Specifically, HHS’s comparison analysis looked at the second lowest cost silver plan (SLCSP) in the largest rating area of every state in the nation and compared it with the corresponding state CHIP program. The review was based on actuarial value (AV) and premium plus cost sharing out-of-pocket costs of QHPs and CHIP plans. The leading findings of the HHS plan review include:
- Average out-of-pocket spending in the SLCSP was higher than out-of-pocket spending in CHIP in every state on a per child basis under CHIP and under the SLCSP with financial assistance.
- The actuarial value (AV) of SLCSPs was lower than CHIP in all states, except for Utah, where the AV was equivalent. However, when premiums were taken into account there was no state where out-of-pocket costs are not significantly higher for families in QHPs compared with CHIP.
- Benefit comparisons indicated that benefit packages in CHIP are more comprehensive among “child-specific” services, including dental, vision, and habilitative services.
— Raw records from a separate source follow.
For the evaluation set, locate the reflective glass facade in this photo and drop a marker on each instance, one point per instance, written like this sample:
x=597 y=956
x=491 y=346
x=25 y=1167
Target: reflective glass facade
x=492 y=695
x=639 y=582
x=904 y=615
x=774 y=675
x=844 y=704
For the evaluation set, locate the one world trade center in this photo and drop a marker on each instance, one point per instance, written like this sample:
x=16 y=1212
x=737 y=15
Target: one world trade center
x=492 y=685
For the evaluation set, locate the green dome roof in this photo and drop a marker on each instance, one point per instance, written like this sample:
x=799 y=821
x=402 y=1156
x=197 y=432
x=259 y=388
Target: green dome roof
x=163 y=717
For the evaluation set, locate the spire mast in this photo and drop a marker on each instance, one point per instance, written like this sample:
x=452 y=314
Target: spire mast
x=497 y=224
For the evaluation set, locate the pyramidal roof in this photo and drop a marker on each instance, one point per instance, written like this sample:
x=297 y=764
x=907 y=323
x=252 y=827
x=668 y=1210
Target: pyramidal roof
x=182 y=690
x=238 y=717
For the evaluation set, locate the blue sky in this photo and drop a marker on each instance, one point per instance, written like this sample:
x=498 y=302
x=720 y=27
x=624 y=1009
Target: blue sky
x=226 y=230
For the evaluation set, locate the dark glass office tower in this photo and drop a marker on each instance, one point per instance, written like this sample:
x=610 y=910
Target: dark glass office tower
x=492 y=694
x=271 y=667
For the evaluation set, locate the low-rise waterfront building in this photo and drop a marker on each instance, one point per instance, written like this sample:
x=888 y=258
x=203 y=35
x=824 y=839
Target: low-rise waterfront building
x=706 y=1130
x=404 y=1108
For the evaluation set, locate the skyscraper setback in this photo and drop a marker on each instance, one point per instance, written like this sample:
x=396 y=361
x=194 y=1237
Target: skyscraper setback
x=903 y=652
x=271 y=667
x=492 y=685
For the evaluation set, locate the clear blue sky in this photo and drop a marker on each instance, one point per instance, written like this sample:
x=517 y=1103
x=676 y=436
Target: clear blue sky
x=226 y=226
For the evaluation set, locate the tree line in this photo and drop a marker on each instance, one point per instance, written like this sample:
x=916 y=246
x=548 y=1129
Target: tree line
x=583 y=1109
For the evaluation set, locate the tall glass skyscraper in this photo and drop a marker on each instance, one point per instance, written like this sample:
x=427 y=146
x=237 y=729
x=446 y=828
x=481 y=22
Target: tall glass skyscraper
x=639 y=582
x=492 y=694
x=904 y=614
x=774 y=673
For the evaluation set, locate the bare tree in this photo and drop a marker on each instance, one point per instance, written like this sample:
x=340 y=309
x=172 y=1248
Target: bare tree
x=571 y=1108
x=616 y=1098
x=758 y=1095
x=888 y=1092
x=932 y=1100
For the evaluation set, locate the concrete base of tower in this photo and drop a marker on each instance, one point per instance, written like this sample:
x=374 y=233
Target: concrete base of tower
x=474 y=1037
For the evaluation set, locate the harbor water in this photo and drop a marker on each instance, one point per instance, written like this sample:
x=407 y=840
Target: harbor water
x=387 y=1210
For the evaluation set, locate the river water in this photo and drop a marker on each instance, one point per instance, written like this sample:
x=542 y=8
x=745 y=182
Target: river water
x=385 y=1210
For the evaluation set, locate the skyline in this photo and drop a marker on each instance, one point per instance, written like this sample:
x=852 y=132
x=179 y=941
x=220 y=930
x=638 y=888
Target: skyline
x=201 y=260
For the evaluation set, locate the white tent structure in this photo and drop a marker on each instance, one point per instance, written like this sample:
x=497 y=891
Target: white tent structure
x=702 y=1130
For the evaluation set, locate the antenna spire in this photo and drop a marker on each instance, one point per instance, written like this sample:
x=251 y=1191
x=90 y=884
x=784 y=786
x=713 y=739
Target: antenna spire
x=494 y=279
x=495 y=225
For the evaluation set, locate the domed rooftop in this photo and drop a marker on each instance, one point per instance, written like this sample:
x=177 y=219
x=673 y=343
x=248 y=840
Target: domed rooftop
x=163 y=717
This plan comparability review, which was due to Congress by April 1, 2015, affirms what children’s health experts have long known – there are no Marketplace plans in any state that are equivalent to CHIP in terms of affordability for families and benefits for children. Notably, based on this review, HHS Secretary Sylvia Burwell announced that HHS would not certify any QHPs as comparable to CHIP coverage at this time.
While we are grateful to have confirmation from CMS that CHIP provides superior coverage for children under every measure (and at a lower cost to the federal government, I might add), it is unfortunate that this data was not shared in time to inform the debate when Congress was deliberating CHIP’s future back in February and March. This data would have been enormously helpful as Congress was considering whether to fully fund CHIP through its authorization period, which expires in 2019, or to provide only two-years of stop-gap funding for CHIP through 2017. Ultimately, in passing the Medicare Access and CHIP Reauthorization Act (MACRA) Congress provided just two years of continued CHIP funding despite the fact that there is no comparable alternative source of coverage for children on the horizon.
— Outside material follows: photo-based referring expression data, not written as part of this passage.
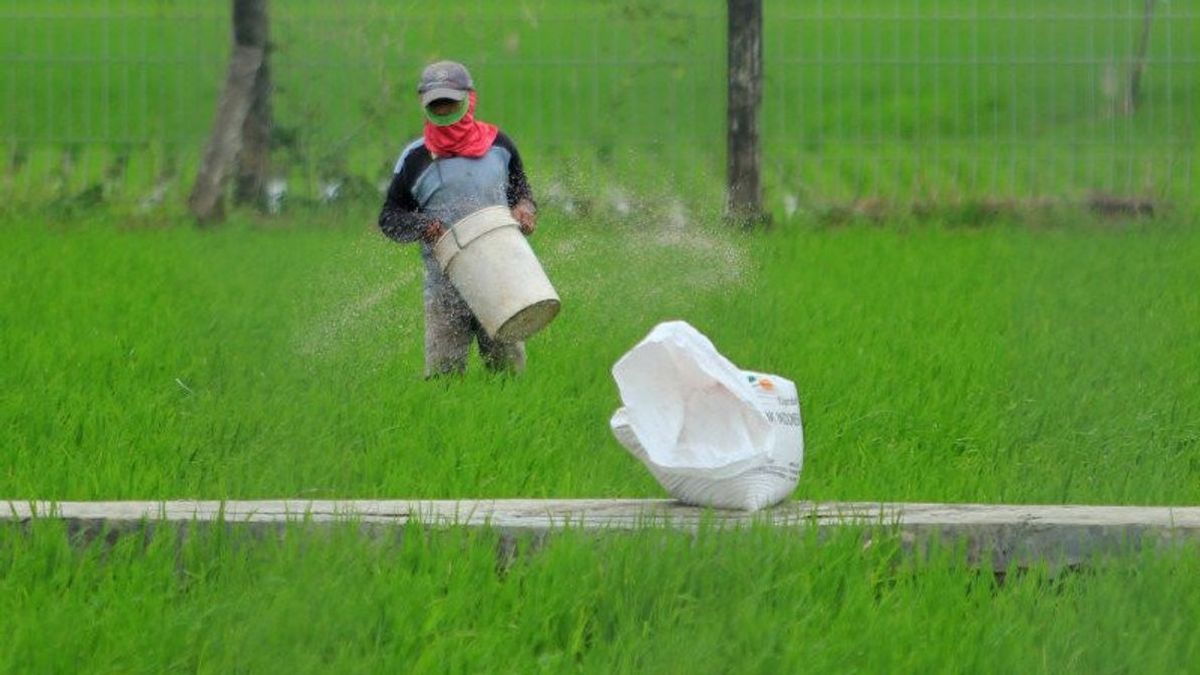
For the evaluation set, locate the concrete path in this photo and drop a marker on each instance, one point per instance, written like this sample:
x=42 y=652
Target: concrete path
x=1005 y=533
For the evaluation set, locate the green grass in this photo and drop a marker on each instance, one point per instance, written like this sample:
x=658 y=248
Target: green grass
x=749 y=601
x=1051 y=360
x=886 y=101
x=933 y=362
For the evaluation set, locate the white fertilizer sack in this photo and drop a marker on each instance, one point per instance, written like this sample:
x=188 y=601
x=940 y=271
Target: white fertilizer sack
x=709 y=432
It is interesting to recall the origins of the CHIP-QHP plan comparability review. Back in 2010, as the ACA was being debated, now-retired Sen. Jay Rockefeller (D-WV) sought to protect and maintain CHIP in the newly reformed health system. He successfully amended the Senate’s ACA bill to extend CHIP’s authorization through 2019, embedding CHIP into the ACA coverage system, but he could only convince his colleagues to pay for funding through 2015. Concerned about the 2015 funding cliff and the enormous differences between CHIP and QHP plans, First Focus worked closely with children’s health champions on Capitol Hill – including Senator Debbie Stabenow (D-MI), Representative Diana DeGette (D-CO) and Senator Rockefeller – to include language in the ACA requiring HHS to compare CHIP plans and QHPs in an effort to protect children from being shifted into QHP coverage unless that coverage was at least comparable to CHIP. We knew then what the HHS review shows today – for children CHIP is simply a better deal.
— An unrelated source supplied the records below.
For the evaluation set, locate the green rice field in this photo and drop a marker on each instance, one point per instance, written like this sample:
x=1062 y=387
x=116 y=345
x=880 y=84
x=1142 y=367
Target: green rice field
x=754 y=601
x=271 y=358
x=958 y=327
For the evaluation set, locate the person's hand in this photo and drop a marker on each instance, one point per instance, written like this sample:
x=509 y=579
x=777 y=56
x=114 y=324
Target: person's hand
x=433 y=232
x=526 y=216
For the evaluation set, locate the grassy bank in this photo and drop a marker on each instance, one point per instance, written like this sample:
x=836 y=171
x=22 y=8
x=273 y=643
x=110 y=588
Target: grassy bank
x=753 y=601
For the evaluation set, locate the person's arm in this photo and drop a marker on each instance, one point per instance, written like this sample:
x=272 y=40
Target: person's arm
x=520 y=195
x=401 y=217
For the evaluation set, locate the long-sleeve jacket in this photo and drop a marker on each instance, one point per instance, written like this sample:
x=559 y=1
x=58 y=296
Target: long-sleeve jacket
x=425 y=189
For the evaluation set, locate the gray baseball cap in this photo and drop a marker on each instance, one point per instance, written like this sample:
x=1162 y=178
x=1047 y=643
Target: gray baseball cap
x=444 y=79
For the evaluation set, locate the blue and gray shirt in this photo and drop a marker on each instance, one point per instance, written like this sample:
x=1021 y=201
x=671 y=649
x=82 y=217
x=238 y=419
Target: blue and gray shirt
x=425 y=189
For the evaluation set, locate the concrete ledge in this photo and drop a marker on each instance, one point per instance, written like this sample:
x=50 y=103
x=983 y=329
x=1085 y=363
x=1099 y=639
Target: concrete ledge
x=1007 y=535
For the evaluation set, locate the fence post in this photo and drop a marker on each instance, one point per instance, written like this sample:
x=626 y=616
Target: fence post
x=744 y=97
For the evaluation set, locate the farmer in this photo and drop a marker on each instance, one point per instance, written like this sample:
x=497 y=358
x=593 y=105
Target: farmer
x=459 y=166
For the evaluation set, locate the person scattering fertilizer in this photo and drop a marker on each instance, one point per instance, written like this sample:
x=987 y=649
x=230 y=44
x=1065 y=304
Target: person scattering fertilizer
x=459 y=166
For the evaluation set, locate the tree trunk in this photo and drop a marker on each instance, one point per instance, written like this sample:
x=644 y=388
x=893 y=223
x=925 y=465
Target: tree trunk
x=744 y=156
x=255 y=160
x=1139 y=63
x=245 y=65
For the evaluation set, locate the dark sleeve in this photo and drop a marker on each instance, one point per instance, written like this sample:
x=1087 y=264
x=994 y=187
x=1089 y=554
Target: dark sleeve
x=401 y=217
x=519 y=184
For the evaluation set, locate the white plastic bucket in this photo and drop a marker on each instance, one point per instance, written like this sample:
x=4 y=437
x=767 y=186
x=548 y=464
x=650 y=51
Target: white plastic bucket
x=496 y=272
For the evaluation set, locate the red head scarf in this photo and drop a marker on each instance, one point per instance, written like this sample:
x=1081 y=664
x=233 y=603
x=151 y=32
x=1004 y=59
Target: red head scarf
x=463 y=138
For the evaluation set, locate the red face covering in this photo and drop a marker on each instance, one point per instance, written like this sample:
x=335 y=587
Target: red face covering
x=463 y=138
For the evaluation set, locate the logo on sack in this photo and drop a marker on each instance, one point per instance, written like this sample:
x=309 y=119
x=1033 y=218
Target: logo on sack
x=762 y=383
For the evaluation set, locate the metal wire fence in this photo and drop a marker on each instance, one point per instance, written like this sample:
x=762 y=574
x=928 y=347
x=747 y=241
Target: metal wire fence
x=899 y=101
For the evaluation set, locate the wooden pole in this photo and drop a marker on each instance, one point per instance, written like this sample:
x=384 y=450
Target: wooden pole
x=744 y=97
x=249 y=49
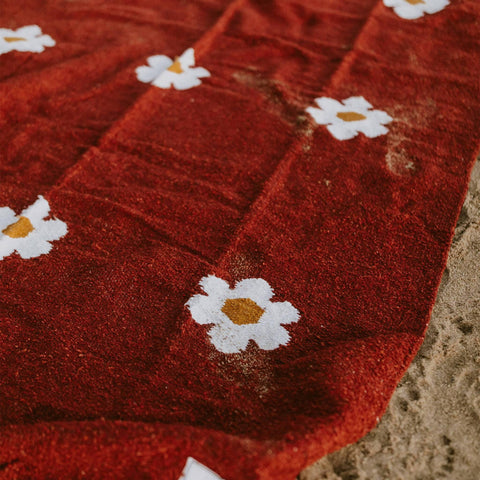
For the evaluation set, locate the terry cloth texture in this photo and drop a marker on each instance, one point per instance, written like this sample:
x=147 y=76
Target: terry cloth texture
x=223 y=225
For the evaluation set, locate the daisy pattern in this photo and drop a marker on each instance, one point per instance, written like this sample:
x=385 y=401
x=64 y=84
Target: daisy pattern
x=163 y=72
x=347 y=119
x=413 y=9
x=194 y=470
x=24 y=39
x=29 y=234
x=242 y=314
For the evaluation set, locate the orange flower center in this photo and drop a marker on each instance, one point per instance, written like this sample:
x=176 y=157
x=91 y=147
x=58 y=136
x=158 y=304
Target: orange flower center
x=351 y=116
x=175 y=67
x=242 y=311
x=20 y=229
x=14 y=39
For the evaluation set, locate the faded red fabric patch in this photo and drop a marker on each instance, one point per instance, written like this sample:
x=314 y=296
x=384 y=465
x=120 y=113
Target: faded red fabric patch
x=222 y=225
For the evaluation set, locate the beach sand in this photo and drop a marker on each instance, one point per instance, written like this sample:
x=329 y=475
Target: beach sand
x=431 y=430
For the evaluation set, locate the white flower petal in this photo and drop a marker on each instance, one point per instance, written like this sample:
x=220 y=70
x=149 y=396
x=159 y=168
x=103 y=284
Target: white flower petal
x=37 y=241
x=157 y=65
x=7 y=217
x=256 y=289
x=165 y=79
x=408 y=12
x=52 y=229
x=358 y=104
x=341 y=132
x=29 y=31
x=7 y=246
x=281 y=313
x=38 y=211
x=372 y=129
x=194 y=470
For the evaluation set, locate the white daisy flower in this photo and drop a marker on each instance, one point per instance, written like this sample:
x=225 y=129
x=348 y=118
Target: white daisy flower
x=413 y=9
x=29 y=234
x=163 y=72
x=24 y=39
x=242 y=314
x=347 y=119
x=194 y=470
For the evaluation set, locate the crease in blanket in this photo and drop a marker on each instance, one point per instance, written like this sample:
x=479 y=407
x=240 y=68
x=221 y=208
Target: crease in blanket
x=244 y=262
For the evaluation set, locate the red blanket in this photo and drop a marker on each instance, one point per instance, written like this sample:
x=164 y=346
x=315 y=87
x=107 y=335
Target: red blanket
x=222 y=225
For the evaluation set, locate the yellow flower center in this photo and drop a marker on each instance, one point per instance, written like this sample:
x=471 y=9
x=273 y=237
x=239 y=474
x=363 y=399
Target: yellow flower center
x=175 y=67
x=242 y=311
x=14 y=39
x=19 y=229
x=351 y=116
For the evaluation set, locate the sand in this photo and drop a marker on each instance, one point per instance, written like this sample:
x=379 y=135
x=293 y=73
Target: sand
x=431 y=430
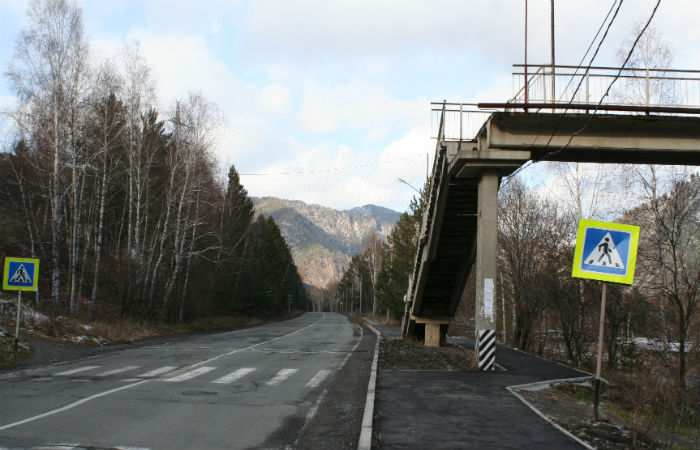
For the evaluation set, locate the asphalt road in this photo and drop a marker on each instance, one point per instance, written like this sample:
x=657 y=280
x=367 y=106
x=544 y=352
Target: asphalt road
x=294 y=384
x=467 y=410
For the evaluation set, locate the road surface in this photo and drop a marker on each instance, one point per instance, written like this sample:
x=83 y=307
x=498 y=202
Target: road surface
x=293 y=384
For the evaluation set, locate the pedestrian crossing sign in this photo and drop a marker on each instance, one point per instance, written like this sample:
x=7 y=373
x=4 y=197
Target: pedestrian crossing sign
x=20 y=274
x=605 y=251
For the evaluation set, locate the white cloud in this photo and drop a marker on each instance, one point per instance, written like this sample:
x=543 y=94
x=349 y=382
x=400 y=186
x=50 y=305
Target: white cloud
x=328 y=107
x=275 y=97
We appreciate HHS’s release of the summary of CHIP/QHP comparability because it adds to the growing body of policy research that shows that CHIP is an essential component of the health care system for children. While we won’t face another CHIP funding shortfall till 2017, First Focus will renew our advocacy early in 2016 to make sure that CHIP funding is secured into the future. We will continue to educate lawmakers about CHIP’s role in covering more than 8 million children and remind them that in order for children’s coverage to remain strong states need to know well in advance of the funding deadline whether their CHIP programs will continue to be funded. As we celebrate new record lows in the numbers of uninsured children – now at a 6 percent – our work must continue to protect the programs like CHIP that have helped us reach this remarkable goal.